That is a substantial, but I think manageable, list of tasks. One easy way to begin would be to limit the scope of coverage further, and rather than beginning from the entire TLG E word list, start with a word list created from a specified corpus of texts. As lemmatized word indices for the First Thousand Years of Greek are released, we will guarantee that all surface forms of a word are resolved to a uniquely identified lexical entity.

Thursday, October 30, 2008

Beyond text

If you are interested in the architecture of scholarly resources, run, don't walk, to Gabe Weaver's new sourceforge site, episteme. The nascent site (opened to coincide with the public release of "digital product" from the Archimedes Palimpsest project) documents his work representing and manipulating information encoded as mathematical diagrams.

There's already a lot to think about here, but one intriguing aspect is that entities in figures are referred to with identifiers that can be coordinated with canonical references to passages of textual content from the same document. (Short-term consequence for me personally — urgent need to re-think my presentation for the "Text and Graphics" panel at next week's TEI meeting in London. Ouch.)

Oh, and if you just want to enjoy some beautiful drawings, there's an Easter egg with a larger display of the image above — a collage of figures from book 1 of Archimedes' treatise On Floating Bodies. You can see it here.

(Updated Oct. 31: Episteme now includes interactive eye candy, too.)

Wednesday, August 6, 2008

Epidoc transcoding transformer bats 1.000

Hugh Cayless's transcoding transformer library (available from the Epidoc project's sourceforge site here) is indispensable for anyone working with ancient Greek texts in java or groovy. How reliable is it?

I decided to test it against two significant lists of unique Greek strings. For each list, I converted the TLG's beta code word to UTF-8, then converted the resulting UTF-8 back to beta code, and compared that result to the original. (For an overview of the TLG's beta code conventions, see this guide.)

The first list was composed of 858715 words excluding proper names. The transcoder round tripped to its starting point in 858709 cases. Six failures doesn't sound bad (99.999% success rate). But look more closely: in five of the six failures, the TLG entry in fact breaks the TLG's encoding rules about order of accents, breathings and iota subscripts, while the transcoder correctly follows the rules with the consequence that its conversion back to beta code actually corrects a data entry error in the TLG! The sixth case is a sequence found only in a papyrus fragment. The beta code series o(= should represent an omicron with rough breathing and circumflex – an accentuation that is not possible in Greek.

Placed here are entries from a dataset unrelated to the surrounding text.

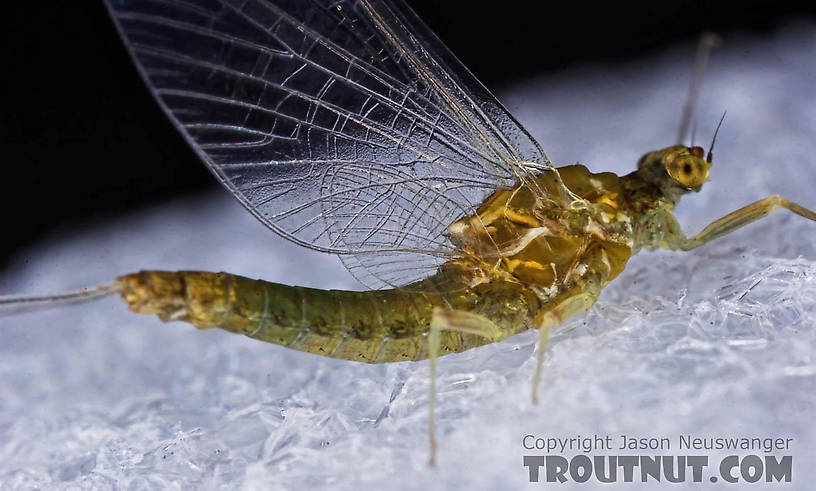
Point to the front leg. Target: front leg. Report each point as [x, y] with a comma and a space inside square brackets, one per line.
[735, 220]
[577, 298]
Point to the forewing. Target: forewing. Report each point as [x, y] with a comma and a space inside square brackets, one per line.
[345, 126]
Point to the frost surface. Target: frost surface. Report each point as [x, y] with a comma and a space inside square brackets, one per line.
[720, 341]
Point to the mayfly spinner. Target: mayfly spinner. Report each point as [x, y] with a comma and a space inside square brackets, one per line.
[347, 127]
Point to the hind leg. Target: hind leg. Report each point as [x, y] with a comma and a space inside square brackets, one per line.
[457, 321]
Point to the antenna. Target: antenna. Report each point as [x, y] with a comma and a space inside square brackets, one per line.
[711, 148]
[707, 41]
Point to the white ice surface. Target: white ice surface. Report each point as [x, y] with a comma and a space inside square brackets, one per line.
[717, 342]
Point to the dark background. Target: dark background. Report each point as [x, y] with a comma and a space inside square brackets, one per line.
[82, 139]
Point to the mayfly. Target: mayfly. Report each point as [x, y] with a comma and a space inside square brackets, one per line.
[347, 127]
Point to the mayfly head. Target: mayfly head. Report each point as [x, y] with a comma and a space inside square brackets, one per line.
[678, 168]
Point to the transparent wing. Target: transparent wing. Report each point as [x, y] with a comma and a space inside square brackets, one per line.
[345, 126]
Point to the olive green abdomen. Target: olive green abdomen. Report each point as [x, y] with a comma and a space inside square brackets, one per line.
[373, 326]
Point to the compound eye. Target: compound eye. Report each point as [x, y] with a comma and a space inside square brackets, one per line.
[688, 170]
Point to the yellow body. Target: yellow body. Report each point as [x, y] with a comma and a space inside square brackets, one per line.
[530, 257]
[523, 252]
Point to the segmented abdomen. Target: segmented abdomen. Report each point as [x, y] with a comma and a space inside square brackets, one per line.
[372, 326]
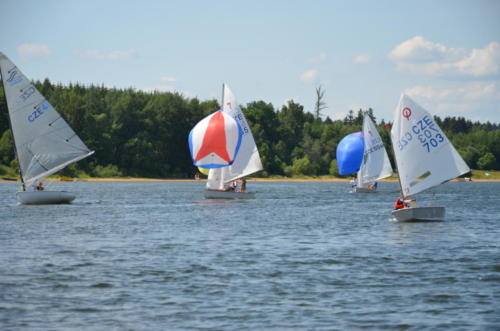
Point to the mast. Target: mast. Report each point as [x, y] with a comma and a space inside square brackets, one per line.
[12, 132]
[396, 161]
[222, 100]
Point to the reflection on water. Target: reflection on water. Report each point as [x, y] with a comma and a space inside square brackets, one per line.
[299, 256]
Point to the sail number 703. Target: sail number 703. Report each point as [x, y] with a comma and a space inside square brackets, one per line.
[428, 134]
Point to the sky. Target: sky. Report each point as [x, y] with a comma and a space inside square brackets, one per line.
[444, 54]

The second word list I tried was composed of proper names, including the tricky sequences beta code introduces in its conventions for capitalization. Out of 53167 capitalized words, the transcoder round tripped perfectly in all but one – again, an error in the TLG data entry that the transcoder corrected!

That's a total of 911882 unique strings. (That's going way beyond carefully chosen unit tests!) Remarkably, the transcoder had a 100% success rate in correctly formed words.

Thursday, July 10, 2008

Half empty or half full?

I frequently assert that classicists, along with biblical scholars, share the distinction of using logical citation schemes to refer to the works they study. This practice is important, since it means that references can apply to any version of a work, in print or digital form. (Briefly, in an earlier post.)

I have made this claim so often, that I decided it would be a good idea to find out if it were true.

The TLG offers the largest corpus of ancient Greek, so one way to evaluate how classicists cite their works would be simply to count and summarize the citation schemes used in the TLG. Sadly, athough this would have been possible until 2000 when the TLG distributed data to its licensees, there is in 2008 no way around the preconceived query interface of the TLG web site. (The fact that such a simple question as "what citation schemes are used?" is now out of reach illustrates the catastropic consequences for classical studies of the TLG's decision to reverse its decades-old policy of distributing data, in favor of selling access to predetermined user interfaces.)

As in an earlier post estimating the size of the surviving Greek corpus by period, we can still use the 2000 version of the TLG Canon distributed on the TLG E disk to get an impression of classicists' citation practice, however.

As in that post, we'll want to limit ourselves to works transmitted by manuscript copying. I'll take the simplest approach possible: count the number of "works" that use each citation scheme. I won't attempt to normalize in any way the definition of a work: the five-line Homeric Hymn to the Dioscuri is one work, as is the entire Iliad. With that caveat in mind, let's look at the results.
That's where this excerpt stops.